PS: I hope and pray I am wrong -- Hillary will have her hands full trying to save the USA..

Hans said...

"I predict that the US will experience severe deflation starting in 2017 that will linger for at least 3-5 years. Watch for stocks, bonds, real estate, and precious metals to endure 50-70% declines during this period."

Poppycock, Dr McKibbin. As long as there is ample credit and a
expanding economy there will be no such events.

If you are right, I will personally nominate you for the
economic Nobell Prize.

NormanB said...

Hillary doesn't understand economic incentives but neither did or does Bill. Yet with a GOP Congress running the show Bill went along. That's all that Hillary needs to do to have a terrific economic Presidency. The $3T GDP can be lowered quite a bit and knowing that the USA is the most dynamic and productive economy in the world (China getting farmers to work isn't in the same categorey) our zero growth in productivity can be raised substantially. But if she does fight for the Liberal handouts then she'll be a failure. Here's hoping that Bill gives her some good advice on this.

Hans said...

"But if she does fight for the Liberal handouts then she'll be a failure."

If, if when, why she the figure head of the Free Lunch Party.
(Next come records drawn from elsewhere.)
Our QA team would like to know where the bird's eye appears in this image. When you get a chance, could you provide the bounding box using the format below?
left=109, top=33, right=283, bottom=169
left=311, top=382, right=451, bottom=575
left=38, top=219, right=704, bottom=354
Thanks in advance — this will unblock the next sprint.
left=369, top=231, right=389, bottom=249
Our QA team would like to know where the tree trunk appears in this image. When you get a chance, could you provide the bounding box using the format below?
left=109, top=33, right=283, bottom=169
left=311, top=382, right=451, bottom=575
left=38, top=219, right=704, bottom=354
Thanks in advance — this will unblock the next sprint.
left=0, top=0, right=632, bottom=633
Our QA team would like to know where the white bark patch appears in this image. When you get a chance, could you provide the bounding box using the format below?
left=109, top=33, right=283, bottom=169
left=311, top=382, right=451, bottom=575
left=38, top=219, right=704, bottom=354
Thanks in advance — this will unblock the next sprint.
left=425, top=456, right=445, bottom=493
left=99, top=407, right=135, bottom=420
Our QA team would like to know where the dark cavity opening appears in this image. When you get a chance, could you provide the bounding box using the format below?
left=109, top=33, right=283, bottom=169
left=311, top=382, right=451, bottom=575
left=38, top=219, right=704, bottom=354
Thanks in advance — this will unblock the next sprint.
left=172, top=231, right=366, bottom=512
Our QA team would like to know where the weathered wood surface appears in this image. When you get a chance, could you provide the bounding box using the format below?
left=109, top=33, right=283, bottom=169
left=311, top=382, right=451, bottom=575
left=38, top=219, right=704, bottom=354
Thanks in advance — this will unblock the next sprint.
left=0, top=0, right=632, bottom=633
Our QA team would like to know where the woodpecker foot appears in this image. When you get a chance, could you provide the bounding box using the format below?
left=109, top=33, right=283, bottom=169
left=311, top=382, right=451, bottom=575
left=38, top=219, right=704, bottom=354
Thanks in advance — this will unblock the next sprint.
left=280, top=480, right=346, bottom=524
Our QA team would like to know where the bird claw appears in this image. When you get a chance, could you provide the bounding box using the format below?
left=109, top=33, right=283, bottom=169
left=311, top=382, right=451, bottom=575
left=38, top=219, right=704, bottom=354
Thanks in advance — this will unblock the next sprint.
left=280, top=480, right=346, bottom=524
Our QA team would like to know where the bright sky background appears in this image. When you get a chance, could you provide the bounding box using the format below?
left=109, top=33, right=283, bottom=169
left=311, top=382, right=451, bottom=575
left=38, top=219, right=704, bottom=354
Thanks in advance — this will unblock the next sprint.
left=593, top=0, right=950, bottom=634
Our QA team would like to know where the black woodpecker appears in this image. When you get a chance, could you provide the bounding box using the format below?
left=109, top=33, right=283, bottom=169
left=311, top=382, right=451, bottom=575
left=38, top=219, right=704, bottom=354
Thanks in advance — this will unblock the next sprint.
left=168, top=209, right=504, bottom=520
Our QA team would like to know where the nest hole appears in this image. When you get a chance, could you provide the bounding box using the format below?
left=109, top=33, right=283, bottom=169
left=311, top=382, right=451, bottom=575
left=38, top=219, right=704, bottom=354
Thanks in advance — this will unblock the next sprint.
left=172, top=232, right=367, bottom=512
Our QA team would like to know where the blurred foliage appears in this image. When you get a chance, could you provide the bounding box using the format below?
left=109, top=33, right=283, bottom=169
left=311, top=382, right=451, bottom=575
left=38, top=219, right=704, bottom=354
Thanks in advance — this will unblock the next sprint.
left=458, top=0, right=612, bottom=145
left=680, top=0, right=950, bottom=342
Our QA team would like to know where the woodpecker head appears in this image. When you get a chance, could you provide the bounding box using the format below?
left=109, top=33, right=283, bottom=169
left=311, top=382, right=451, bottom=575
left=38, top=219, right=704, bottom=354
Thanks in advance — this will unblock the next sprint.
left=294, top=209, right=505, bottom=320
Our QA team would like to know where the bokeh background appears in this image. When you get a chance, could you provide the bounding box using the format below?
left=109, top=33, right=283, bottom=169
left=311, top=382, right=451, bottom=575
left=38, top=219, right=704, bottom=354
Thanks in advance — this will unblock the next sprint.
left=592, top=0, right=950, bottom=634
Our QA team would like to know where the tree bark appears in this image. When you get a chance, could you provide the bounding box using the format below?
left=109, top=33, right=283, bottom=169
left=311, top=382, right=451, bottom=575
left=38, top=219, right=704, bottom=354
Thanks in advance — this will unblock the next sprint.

And what success has she ever been??

John said...

Mr. Grannis:

For your consideration, to what extent might the following existing factors have on tepid GDP growth?
1. Demographics, i.e., aging, downsizing Boomer generation,
2. Massive student loan debt,
3. Lower commodity prices, especially oil and nat gas.

Thanks

Scott Grannis said...

John: All three things likely contribute to slow GDP growth, but I think there are other things as well which are more important (e.g., tax and regulatory burdens and a general anti-business climate in Washington). The $3 trillion "gap" has been growing rather steadily for over seven years now, whereas cheaper oil prices have only been with us for the past two years. Student loans have been surging for over seven years, from $140 billion at the start of Obama's administration to now over $1 trillion; but the incremental growth every year has been only a small fraction of GDP, so I don't think that is a major factor. Demographics have certainly been a factor (aging baby boomers retiring), but demographics don't change dramatically from one year to the next.

To understand what has changed, consider that while business profits have been significant for the past seven years, business investment has been unusually weak throughout. That's significant in my book. Why has investment been weak? That is the question we need to ask. Apparently there are things going on which have discouraged businesses from taking risk, and which have sapped confidence. I trace those problems back to the onerous expansion of regulatory burdens (e.g., Dodd-Frank) in the wake of the Great Recession, and the huge burden of taxation facing U.S. corporations relative to those of other countries.

I'm also convinced that the huge increase in our federal debt burden, which began in late 2008, has been a signficant factor. In effect, our government has sucked many trillions of dollars out of the private sector over the years, spending it wastefully and redistributing it massively. This is equivalent to pouring the country's savings down the Keynesian drain. Resources have been squandered: that is the big problem.